Wednesday, December 15, 2010

Time Worms

Last night I spent most of the night helping my friend out with her Sartre paper. I have never read any Sartre. She simply needed a sounding board for ideas and someone to help crystalize her thoughts into a more coherent form. Although it may not seem like it sometimes on this blog, I do have some talent for extracting the essence of and repackaging thoughts. We spent a long time on the phone and then on skype-chat trying to figure it out.

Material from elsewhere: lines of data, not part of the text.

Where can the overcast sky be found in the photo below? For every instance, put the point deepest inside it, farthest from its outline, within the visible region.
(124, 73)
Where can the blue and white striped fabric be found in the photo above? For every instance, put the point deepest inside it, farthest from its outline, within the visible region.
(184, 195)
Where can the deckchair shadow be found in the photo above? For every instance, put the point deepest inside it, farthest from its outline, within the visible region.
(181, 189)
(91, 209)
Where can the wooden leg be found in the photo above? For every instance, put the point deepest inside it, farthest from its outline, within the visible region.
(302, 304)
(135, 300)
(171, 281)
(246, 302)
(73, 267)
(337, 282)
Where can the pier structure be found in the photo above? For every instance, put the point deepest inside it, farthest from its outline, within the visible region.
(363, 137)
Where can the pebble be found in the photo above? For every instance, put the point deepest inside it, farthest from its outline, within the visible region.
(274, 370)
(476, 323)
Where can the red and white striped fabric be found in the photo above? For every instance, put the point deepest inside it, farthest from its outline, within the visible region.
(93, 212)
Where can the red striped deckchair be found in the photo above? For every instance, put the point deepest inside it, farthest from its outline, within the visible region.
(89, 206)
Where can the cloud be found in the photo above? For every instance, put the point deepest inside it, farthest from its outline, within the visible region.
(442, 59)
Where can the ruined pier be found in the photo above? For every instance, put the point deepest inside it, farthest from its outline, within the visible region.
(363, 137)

Although I do not miss the stress and horror of finals week, I miss the intense discussions it created between students. Most of my friends who are still in school have this crazed vibrancy about them. Staying up late last night to talk over this existentialist work reminded me of some of the reasons that I like academia. That rush of excitement over suddenly comprehending something, phrasing a sentence artfully, or writing something both for a class and because it is fulfilling is fabulous. I am not a fan of existentialism, so far as I know, but I enjoyed the process nonetheless.
Nausea Being and Nothingness: A Phenomenological Essay on Ontology Being and Time
In my senior year of college, I started a group reading the first half of Being and Time. Although I had little time to spend on it and I probably should not have started it in the first place, the group of people who came (including the wonderful Ovid II) were wonderful and the discussions were fun and productive. I did not read Heidegger nearly as closely as I should have, and I would like to try reading it again sometime in the next two years. Hopefully soon (even my Greek history reading and my Horace has fallen by the way-side a bit). One of the things that someone mentioned was that Jean-Paul Sartre's Being and Nothingness, which I was given a few years ago, was considered "a brilliant misunderstanding of Heidegger's Being and Time" and I am very excited to read it at some point.

I have more Μήδεια to read tonight, which is one of the fun things that I've been doing with old friends from my Alma Mater. However, it's much less fun to read Greek when I'm sick because my brain does not process it very well (and I hate that I'm still sick).